Genau wie Margot S. verteidigten etliche Krankenschwestern  die Zwangssterilisierungen als das einzig Gute neben der Autobahn, was Hitler getan hätte. Immer wieder wurde dabei das Argument angeführt, dass es unverantwortlich sei, eine Geistigbehinderte ein Kind bekommen zu lassen. Hielt ich dagegen, dass das Kind aber nicht zwangsläufig eine Behinderung haben muss, meinten sie dazu, wenn das Kind auch ohne Behinderung zur Welt kommen würde, wäre dennoch die Mutter so behindert, dass man ihr das Kind wegnehmen müsste, damit das Kind "normal" groß werden könnte. Das wäre der Mutter gegenüber nicht "human". Über andere Möglichkeiten dachten sie nicht nach. Von einem Selbstbestimmungrecht der Behinderten wollten sie nichts hören. Da leitet sich auch das heute noch praktizierte Verfahren ab, geistig behinderten Frauen ohne ihre Einwilligung, oft ohne ihr Wissen, die Pille oder die Dreimonatsspritze zur Verhütung zu verpassen.

Eine Erkenntnis zum Verbrechen Zwangssterilisierung fand in unserer Gesellschaft nicht statt, auch nicht beim Pflegepersonal. Die Einschätzungen zur Zwangssterilisierung schwanken von klammheimlicher bis offener Zustimmung. Eindeutige Verstöße gegen die Menschenrechte in diesem Zusammenhang werden eher als "Kavaliersdelikte" angesehen.

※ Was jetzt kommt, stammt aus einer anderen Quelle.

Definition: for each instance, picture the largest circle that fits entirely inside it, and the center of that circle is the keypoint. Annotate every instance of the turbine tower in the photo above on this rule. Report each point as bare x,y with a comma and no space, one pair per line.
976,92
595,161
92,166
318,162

Lediglich drei Krankenschwestern, Lydia R., Elfriede F. und Cilly S., wurden nach unserem Gespräch sehr nachdenklich und korrigierten ihre Meinung. Und ich unterhielt mich in über zwanzig Jahren Berufstätigkeit mit Hunderten von Pflegenden.

Mein ehemaliger Kollege Arthur, Krankenpfleger, hatte von vornherein eine ablehnende Haltung. Er war ein Betroffener, weshalb, wollte er aber nicht preisgeben. Er schwieg sich über die Umstände, wie es dazu kam, aus. Und Heinz, Kommunist aus Bonn, der im KZ als Pfleger arbeitete und durch eine Kastration nicht nur seelisch, sondern auch körperlich schwer verkrüppelt wurde, brauchte man nicht über den Nationalsozialismus und seine Mitmenschen aufzuklären.

 

 
 

Opfer der Zwangssterilisierung

 

Menschen, die auch nach den Nazigesetzen zu Unrecht sterilisiert wurden, können bis heute kaum mit Mitgefühl oder Wiedergutmachung rechnen. Im Gegenteil - sie stehen als Opfer obendrein in einer Rechtfertigungsposition, nicht die Täter.